Researchers Consider ‘Low-Tech’ HIV/AIDS Prevention, Treatment Methods, Including Microbicides
Because the prospects for an effective HIV vaccine appear to be falling short, researchers have been focusing with "increasing ... urgency" on other "low tech" solutions to help curb HIV transmission -- including microbicides, the San Francisco Chronicle reports (Russell, San Francisco Chronicle, 7/16). Researchers at a plenary session of the XV International AIDS Conference in Bangkok, Thailand, called for increased research on microbicides to bolster HIV prevention efforts, especially among women (Mader, AP/Las Vegas Sun, 7/15). An effective microbicide would be the "holy grail" of AIDS prevention technology for women, according to the Chronicle (San Francisco Chronicle, 7/16). Microbicides include a range of products such as gels, films, sponges and other products that could help prevent the sexual transmission of HIV and other sexually transmitted diseases. Although HIV is transmitted primarily through heterosexual intercourse in much of Africa and Asia, no female-controlled HIV prevention method currently is widely available. An effective microbicide would be important for women in resource-poor countries whose partners refuse to use condoms. Two microbicides -- one called Savvy, which is made by Biosyn, and another called Carraguard, which was developed by the Population Council -- are currently undergoing efficacy testing in Ghana and South Africa, respectively. Four additional microbicides also will begin testing soon.
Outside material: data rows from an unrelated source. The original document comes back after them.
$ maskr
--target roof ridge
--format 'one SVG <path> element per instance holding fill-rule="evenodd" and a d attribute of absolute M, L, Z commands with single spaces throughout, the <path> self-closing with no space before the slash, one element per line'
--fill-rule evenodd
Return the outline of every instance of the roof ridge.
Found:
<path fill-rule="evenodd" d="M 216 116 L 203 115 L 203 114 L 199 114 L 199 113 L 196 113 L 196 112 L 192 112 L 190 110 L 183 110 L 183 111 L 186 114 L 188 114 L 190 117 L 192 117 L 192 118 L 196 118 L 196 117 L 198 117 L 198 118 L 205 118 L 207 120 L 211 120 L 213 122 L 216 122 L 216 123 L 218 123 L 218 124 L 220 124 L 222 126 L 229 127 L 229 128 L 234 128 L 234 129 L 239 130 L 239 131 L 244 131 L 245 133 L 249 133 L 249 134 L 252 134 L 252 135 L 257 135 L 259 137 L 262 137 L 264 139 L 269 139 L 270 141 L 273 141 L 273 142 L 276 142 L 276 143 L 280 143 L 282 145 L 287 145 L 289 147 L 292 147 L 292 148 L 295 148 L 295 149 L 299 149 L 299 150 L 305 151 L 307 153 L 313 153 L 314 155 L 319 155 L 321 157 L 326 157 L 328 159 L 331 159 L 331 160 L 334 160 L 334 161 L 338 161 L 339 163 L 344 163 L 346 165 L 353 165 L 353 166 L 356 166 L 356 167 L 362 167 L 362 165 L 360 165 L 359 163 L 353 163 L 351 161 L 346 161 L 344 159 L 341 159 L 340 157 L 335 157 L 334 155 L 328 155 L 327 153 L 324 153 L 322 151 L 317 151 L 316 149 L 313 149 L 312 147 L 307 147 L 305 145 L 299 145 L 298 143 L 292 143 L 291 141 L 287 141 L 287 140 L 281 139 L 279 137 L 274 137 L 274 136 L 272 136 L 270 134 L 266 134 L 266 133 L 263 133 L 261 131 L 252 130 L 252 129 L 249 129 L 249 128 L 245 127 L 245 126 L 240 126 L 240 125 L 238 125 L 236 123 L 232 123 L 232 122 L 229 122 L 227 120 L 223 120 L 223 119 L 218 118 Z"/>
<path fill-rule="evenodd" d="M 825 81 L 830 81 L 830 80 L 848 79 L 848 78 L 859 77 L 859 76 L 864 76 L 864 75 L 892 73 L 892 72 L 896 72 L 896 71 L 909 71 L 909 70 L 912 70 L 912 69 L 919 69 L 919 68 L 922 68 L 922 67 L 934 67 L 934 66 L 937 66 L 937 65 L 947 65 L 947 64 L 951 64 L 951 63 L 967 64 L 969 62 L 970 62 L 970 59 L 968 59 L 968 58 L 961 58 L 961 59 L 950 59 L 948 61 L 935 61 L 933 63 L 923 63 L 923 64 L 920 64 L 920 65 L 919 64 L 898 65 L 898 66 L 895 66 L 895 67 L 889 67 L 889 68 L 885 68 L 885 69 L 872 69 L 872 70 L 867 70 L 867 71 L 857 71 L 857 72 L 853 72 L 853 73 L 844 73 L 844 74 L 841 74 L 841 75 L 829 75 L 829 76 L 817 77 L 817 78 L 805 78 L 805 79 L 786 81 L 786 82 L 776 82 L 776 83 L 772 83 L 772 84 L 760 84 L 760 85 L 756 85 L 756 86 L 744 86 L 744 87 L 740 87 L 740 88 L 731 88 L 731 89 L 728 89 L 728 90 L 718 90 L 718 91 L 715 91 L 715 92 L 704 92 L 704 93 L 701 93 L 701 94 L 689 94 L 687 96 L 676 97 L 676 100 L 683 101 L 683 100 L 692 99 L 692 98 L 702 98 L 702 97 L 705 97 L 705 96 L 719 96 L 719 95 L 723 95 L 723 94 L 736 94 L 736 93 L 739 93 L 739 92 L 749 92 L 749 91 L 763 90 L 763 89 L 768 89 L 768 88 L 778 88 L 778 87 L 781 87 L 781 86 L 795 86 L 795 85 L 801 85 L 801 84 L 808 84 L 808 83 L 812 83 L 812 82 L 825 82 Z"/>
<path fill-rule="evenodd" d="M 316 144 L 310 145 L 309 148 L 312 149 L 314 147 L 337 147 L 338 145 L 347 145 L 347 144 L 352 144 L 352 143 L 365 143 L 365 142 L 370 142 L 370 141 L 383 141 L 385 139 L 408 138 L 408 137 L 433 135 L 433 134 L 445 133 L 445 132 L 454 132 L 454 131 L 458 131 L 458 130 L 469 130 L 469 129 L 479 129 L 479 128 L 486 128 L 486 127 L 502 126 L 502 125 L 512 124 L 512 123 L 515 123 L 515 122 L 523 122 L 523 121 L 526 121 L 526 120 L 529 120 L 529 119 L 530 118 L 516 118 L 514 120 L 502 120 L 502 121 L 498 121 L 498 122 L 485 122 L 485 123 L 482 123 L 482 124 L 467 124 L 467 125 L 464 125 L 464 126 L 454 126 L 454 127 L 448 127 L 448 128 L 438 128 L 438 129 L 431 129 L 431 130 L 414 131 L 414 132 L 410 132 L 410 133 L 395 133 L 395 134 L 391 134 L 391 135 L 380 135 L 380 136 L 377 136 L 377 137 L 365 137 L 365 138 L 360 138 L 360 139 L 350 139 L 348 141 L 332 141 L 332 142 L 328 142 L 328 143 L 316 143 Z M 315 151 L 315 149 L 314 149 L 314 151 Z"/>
HIV/AIDS experts believe that a "partially effective" microbicide could prevent 2.5 million HIV infections over three years (Kaiser Daily HIV/AIDS Report, 7/14).
Five to Seven Years
Zeda Rosenberg, CEO of the International Partnership for Microbicides-- which is calling for a $1 billion microbicide research project -- said that although six microbicides are slated to begin clinical trials, she does not expect an effective microbicide to be available for between five and seven years, according to the Chronicle. Rosenberg said, "Women are in desperate need of having something under their control as far as HIV prevention." Dr. Helene Gayle, director of the HIV, TB and Reproductive Health program at the Bill & Melinda Gates Foundation, said, "The idea of prevention is to get out in front of this epidemic. The bottom line is that these tools could save millions of lives over the next few years" (San Francisco Chronicle, 7/16). Rosenberg said that compared with HIV vaccine research, "there has been virtually no private sector investment in microbicide development," adding, "The science is there. The technology is there, and most of all, the passion and dedication of those in the field is palpable" (AP/Las Vegas Sun, 7/15).